I know this anxiety well, and I fought against it every day of my second pregnancy. I thought that having a successful pregnancy and birth with a healthy child would cure me of this anxiety in future pregnancies. Alas, I sit here, in the early stages of the first trimester feeling the same feelings of dread, doubt, and terror. So I have begun the process of centering my mind on positivity and manifesting peace in my heart and home. These are some of my ideas, and I hope they’ll help you deal with anxiety during pregnancy too.
1. Mantras on the Bathroom Mirror
I looked up some pregnancy affirmations and wrote down one on each mirror in my home. This can be such a helpful mindfulness practice, because you see these encouragements every time you walk into that space. It reminds you to breathe in calm and exhale anxiety.
https://www.pinterest.com/pin/164029611405400368/
2. Pregnancy Altar
I heard a birth story in which a woman describes her experience with two consecutive miscarriages and her process of trying to cope through a pregnancy after that. On the day of the week when her pregnancy would advance to the next week, she would place some special memento up on the same shelf as a reminder that she and this little one had made it through another week together. It also served as a collection of memories to ground her and help her feel connected to her babe. I only have one week collected so far, and I decided to pin my pregnancy test to the wall as a visual reminder that a scientific test has proclaimed the reality of my pregnancy. Next to it, I have pinned a simple sign that reads “This week has been precious.”
3. Watercolor Journal
Find a watercolor sketch book. Buy water color paints and brushes. Find markers that won’t bleed under the influence of water. Get creative. This is one of the most nurturing practices I’ve had, not just during pregnancy. I highly recommend you try it, or adapt it to work for the art medium of your choice. Ideas: poetry journal that you hand write with calligraphy, scrapbook each week, bullet journal, va isual journal that you tape in tickets or flower petals or whatever inspires you day by day.
4. Meditate / Yoga
One of my favorite ways to connect to my body and ease the aches during pregnancy is through yoga. I found this wonderful youtube channel that really spoke to me when I was pregnant with Moira, and I plan to use it this pregnancy too. If you’d rather get out of the house and get into a studio, there are a few prenatal yoga options around town.
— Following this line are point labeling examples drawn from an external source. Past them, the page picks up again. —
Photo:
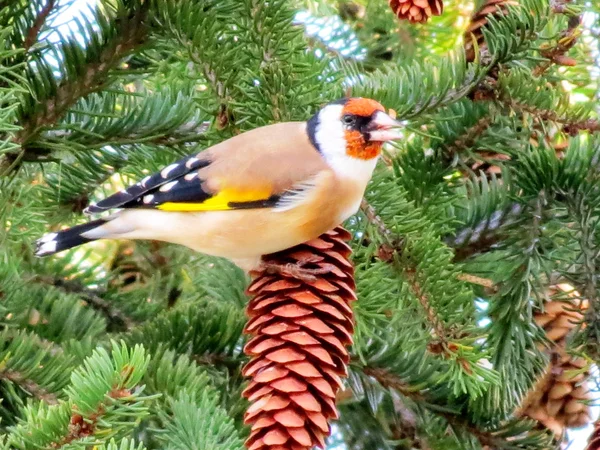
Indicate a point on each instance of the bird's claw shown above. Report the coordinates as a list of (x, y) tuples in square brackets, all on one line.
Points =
[(294, 270)]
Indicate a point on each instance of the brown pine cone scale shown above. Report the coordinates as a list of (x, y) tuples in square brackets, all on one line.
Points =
[(301, 327), (416, 11)]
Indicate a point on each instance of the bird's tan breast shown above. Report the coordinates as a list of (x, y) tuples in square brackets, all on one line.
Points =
[(248, 233)]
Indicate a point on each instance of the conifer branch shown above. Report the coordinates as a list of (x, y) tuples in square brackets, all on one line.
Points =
[(469, 137), (439, 329), (388, 380), (33, 32), (94, 76), (569, 125), (29, 385), (114, 315), (80, 427), (568, 38)]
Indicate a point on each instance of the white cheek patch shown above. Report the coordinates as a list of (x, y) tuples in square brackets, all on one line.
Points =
[(330, 132), (167, 187), (165, 172), (331, 137)]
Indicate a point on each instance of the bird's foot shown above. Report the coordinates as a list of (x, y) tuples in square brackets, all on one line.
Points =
[(294, 270)]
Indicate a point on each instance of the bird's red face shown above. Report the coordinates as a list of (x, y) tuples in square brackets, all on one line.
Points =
[(352, 130), (358, 118)]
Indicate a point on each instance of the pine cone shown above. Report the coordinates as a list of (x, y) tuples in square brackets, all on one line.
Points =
[(301, 328), (479, 19), (558, 401), (594, 440), (416, 11)]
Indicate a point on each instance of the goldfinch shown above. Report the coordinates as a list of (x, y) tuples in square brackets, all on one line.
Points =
[(260, 192)]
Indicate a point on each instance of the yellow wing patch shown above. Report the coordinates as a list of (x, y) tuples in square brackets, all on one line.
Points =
[(221, 201)]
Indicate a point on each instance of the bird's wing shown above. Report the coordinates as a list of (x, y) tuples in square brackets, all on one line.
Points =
[(268, 167)]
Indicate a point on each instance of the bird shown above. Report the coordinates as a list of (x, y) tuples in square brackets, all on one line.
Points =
[(257, 193)]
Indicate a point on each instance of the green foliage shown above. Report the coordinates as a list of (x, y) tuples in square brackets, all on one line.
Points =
[(491, 198)]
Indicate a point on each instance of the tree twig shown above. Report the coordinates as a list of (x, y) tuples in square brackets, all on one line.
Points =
[(34, 31)]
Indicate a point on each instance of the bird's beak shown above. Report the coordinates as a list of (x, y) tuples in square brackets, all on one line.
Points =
[(382, 126)]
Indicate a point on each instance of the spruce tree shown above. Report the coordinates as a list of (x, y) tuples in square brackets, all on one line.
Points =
[(476, 251)]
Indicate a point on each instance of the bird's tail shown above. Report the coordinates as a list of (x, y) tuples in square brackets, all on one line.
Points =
[(52, 243)]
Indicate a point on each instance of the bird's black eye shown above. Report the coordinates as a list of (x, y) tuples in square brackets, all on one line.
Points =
[(349, 120)]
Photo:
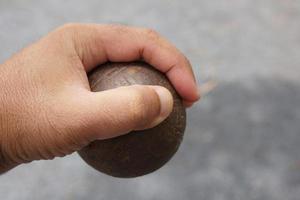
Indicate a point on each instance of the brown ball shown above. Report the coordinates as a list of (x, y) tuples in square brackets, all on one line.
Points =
[(139, 152)]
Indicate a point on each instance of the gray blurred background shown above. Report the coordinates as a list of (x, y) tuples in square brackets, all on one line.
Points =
[(243, 139)]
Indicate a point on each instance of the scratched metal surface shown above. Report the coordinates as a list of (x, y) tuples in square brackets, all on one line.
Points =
[(242, 140)]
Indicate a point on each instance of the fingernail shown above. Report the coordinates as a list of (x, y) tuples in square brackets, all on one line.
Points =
[(166, 104), (199, 92)]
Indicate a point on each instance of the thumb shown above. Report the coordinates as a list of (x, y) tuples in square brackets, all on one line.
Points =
[(118, 111)]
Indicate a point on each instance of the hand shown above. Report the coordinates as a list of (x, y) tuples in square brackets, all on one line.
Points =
[(47, 108)]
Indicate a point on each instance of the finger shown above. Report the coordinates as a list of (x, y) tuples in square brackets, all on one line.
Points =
[(118, 111), (97, 44)]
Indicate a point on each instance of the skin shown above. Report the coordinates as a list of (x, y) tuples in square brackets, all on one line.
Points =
[(47, 108)]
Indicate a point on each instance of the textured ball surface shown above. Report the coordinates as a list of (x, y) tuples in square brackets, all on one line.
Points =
[(139, 152)]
I also highly recommend you find a meditation practice. My favorite has come to me through a platform called Expectful. I have their app, and I love that they have meditations for every phase of a woman’s life: trying to conceive, different trimesters, post partum, and loss. They have categories for mind, body, emotional health, as well as couples’ meditations.
5. Tell Someone
Anyone. As many or as little people as you want. Get someone in on the secret with you besides your partner. There is no such thing as “out of the woods” when it comes to miscarriage and pregnancy loss. It is painful and terrible and so incredibly sad to go through a miscarriage; it is worse to do it without support. Here’s a small collection of online communities and pages dedicated to shedding light on miscarriage and pregnancy after loss. I have found so much solace in their company.
On Instagram:
@pregnancyafterlosssupport
@ihadamiscarriage
@miscarriageassociation
@selftherapista
You can do this. Your body is capable and beautiful. Your mind is your tool. Your baby is your companion. Take it week by week. One day at a time.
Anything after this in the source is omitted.